The other one she definitely got on her own was “Last Call,” which Kate and I used to refer to the nightly trip into he back yard shortly before bedtime. Around 9:00, she starts to get sort of antsy, because she knows it’s about time for last call, and on at least one occasion, she’s run to the back door when I yelled “That’s a lame-ass call!” at a sports official on tv.

It’s not entirely clear whether she picked up “Squirrels” on her own, or through deliberate action. Like “Time for bed” and “last call,” though, she’s learned it well enough that we have to find other ways to refer to bushy-tailed treerats, because their proper name sends her directly to the back door.

She’s also got an excellent sense of our daily routine. In the morning, she’ll hang around my office while I play with the computer, and she’ll flop on the upstairs landing while I shower and shave and get dressed. The minute I start brushing my teeth, though, she goes downstairs, and heads for her crate. The other things are all things that I do even when I’m staying home to play with her and give her treats (in her opinion, anyway), but brushing my teeth is a sure sign I’m headed out of the house.

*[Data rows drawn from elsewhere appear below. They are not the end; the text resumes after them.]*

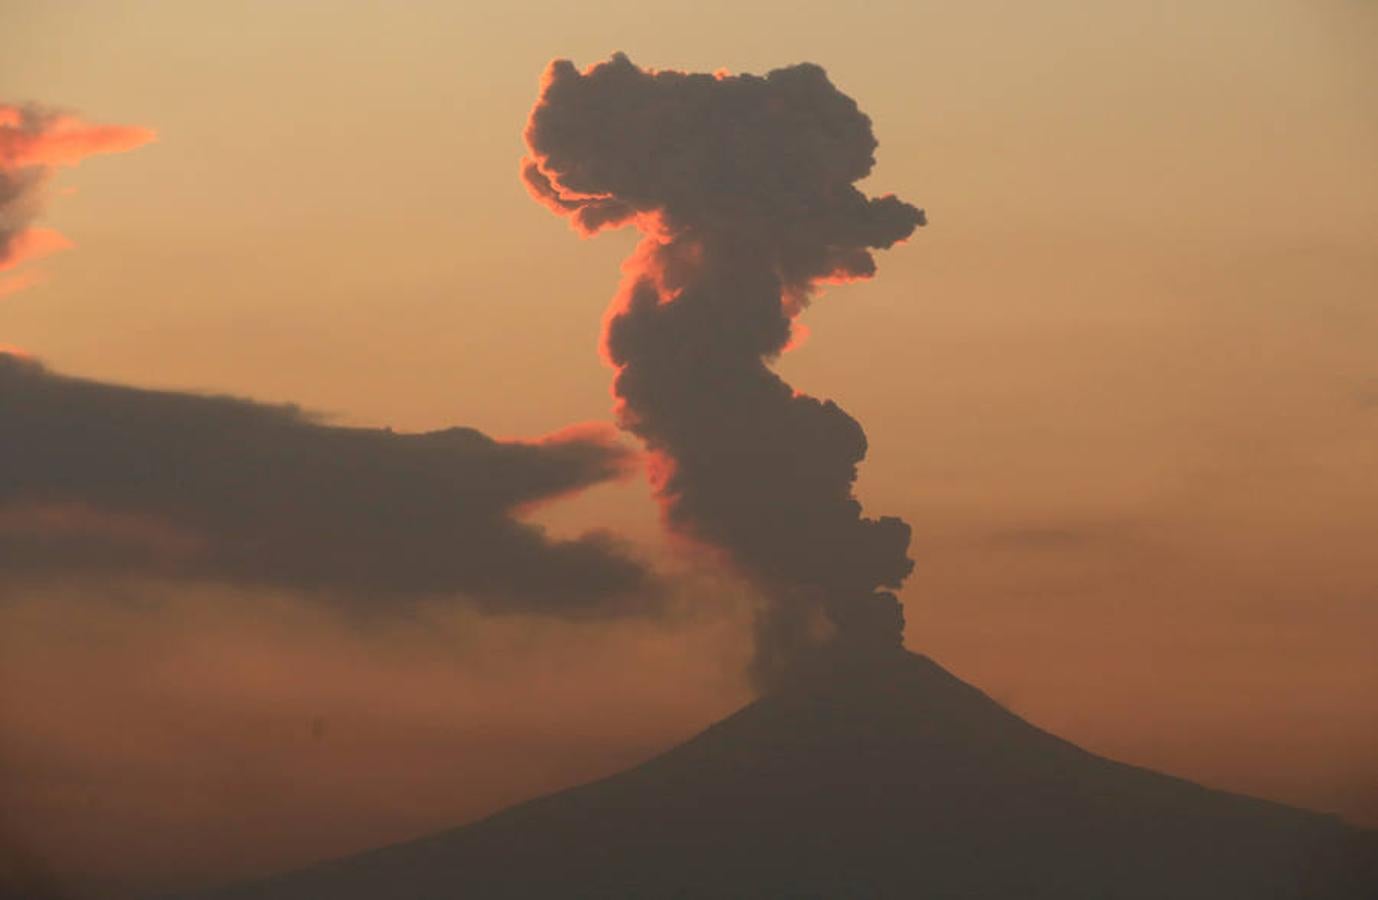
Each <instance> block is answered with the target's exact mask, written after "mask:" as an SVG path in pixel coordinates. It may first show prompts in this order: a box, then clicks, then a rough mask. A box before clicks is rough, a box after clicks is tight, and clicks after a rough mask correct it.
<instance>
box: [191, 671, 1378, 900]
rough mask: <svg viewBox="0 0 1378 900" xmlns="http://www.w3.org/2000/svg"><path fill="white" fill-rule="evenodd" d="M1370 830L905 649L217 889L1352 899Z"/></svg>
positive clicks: (556, 894)
mask: <svg viewBox="0 0 1378 900" xmlns="http://www.w3.org/2000/svg"><path fill="white" fill-rule="evenodd" d="M1371 845H1372V835H1371V834H1370V832H1363V831H1359V830H1355V828H1350V827H1348V826H1345V824H1344V823H1341V821H1339V820H1337V819H1333V817H1327V816H1320V815H1315V813H1308V812H1302V810H1297V809H1291V808H1287V806H1280V805H1276V804H1269V802H1265V801H1258V799H1251V798H1246V797H1239V795H1233V794H1225V792H1220V791H1211V790H1207V788H1203V787H1199V786H1196V784H1192V783H1188V781H1184V780H1180V779H1174V777H1169V776H1163V775H1158V773H1153V772H1149V770H1145V769H1138V768H1134V766H1127V765H1122V764H1118V762H1112V761H1109V759H1104V758H1101V757H1096V755H1093V754H1089V753H1086V751H1083V750H1080V748H1078V747H1075V746H1072V744H1069V743H1067V742H1064V740H1060V739H1057V737H1054V736H1051V735H1049V733H1046V732H1042V730H1039V729H1036V728H1034V726H1032V725H1029V724H1027V722H1024V721H1022V719H1020V718H1018V717H1016V715H1014V714H1011V713H1009V711H1007V710H1005V708H1002V707H1000V706H999V704H996V703H995V702H992V700H991V699H989V697H987V696H985V695H983V693H981V692H980V691H977V689H974V688H971V686H970V685H966V684H965V682H962V681H959V679H956V678H954V677H952V675H951V674H948V673H947V671H944V670H943V668H941V667H938V666H937V664H936V663H933V662H932V660H929V659H926V657H923V656H915V655H909V653H905V652H901V651H894V652H889V653H879V655H865V656H861V655H845V653H836V655H832V656H830V657H827V659H825V660H821V662H820V663H819V664H817V666H814V667H813V670H812V671H809V673H808V674H805V675H802V677H801V678H799V679H796V681H795V682H794V685H792V686H791V688H788V689H785V691H780V692H776V693H774V695H770V696H768V697H765V699H762V700H758V702H757V703H752V704H751V706H748V707H745V708H743V710H741V711H739V713H736V714H734V715H732V717H729V718H726V719H723V721H722V722H718V724H717V725H714V726H712V728H710V729H708V730H706V732H703V733H701V735H699V736H697V737H695V739H693V740H690V742H688V743H685V744H682V746H679V747H675V748H674V750H670V751H668V753H666V754H663V755H660V757H657V758H655V759H652V761H649V762H646V764H645V765H641V766H638V768H635V769H630V770H627V772H623V773H619V775H615V776H612V777H608V779H604V780H601V781H595V783H591V784H586V786H583V787H576V788H572V790H568V791H564V792H559V794H553V795H550V797H544V798H540V799H536V801H532V802H528V804H522V805H518V806H514V808H511V809H507V810H504V812H500V813H497V815H495V816H492V817H489V819H485V820H482V821H478V823H474V824H470V826H466V827H460V828H455V830H451V831H445V832H440V834H435V835H431V837H427V838H423V839H419V841H413V842H408V843H401V845H395V846H390V848H383V849H380V850H373V852H368V853H362V855H358V856H353V857H347V859H343V860H336V861H331V863H324V864H320V866H316V867H311V868H307V870H303V871H300V872H294V874H289V875H284V877H280V878H276V879H270V881H266V882H259V883H255V885H247V886H238V888H233V889H227V890H222V892H216V893H214V894H211V896H214V897H215V899H216V900H247V899H255V900H280V899H281V900H288V899H292V900H314V899H321V900H325V899H329V900H353V899H365V897H368V899H371V900H372V899H383V897H398V899H404V897H405V899H416V900H427V899H437V900H438V899H441V897H445V899H452V897H480V899H485V900H486V899H489V897H492V899H497V897H936V899H944V900H947V899H956V897H963V899H971V900H976V899H987V897H991V899H995V897H1000V899H1006V897H1017V899H1038V897H1049V899H1054V897H1056V899H1058V900H1068V899H1078V897H1087V899H1091V897H1094V899H1097V900H1102V899H1111V897H1115V899H1119V897H1123V899H1131V897H1133V899H1138V897H1144V899H1149V897H1152V899H1167V897H1171V899H1188V897H1200V899H1202V900H1207V899H1209V900H1229V899H1233V897H1239V899H1244V897H1247V899H1250V900H1253V899H1255V897H1257V899H1262V897H1277V899H1283V897H1298V899H1301V897H1306V899H1308V900H1312V899H1317V900H1319V899H1326V897H1335V899H1337V900H1338V899H1341V897H1344V899H1353V900H1359V899H1361V897H1363V899H1368V897H1378V890H1368V889H1370V888H1372V886H1374V885H1375V883H1378V882H1374V881H1370V878H1371V875H1372V871H1371V870H1366V871H1360V867H1363V866H1367V864H1368V863H1370V859H1368V857H1367V853H1368V852H1370V850H1371Z"/></svg>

She can also detect deviations from routine. We usually feed her just before we sit down to dinner, and if we give her food without sitting down at the table ourselves, she knows that we’re going out, and heads for the crate. She’ll also self-crate if we start putting on shoes and jackets and stuff without first giving her food– either of those is a sure sign that Kate and I are headed out to dinner.

Of course, there are other times when she’s dumb as a rock, and I don’t mean a smart rock. And she has some really strange stubborn quirks– she’ll only go up or down stairs on the left side, for example, and gets visibly distressed if there’s anything in her path that forces her to go around it to the right. In a lot of ways, though, she’s remarkably clever at figuring out what her humans are up to.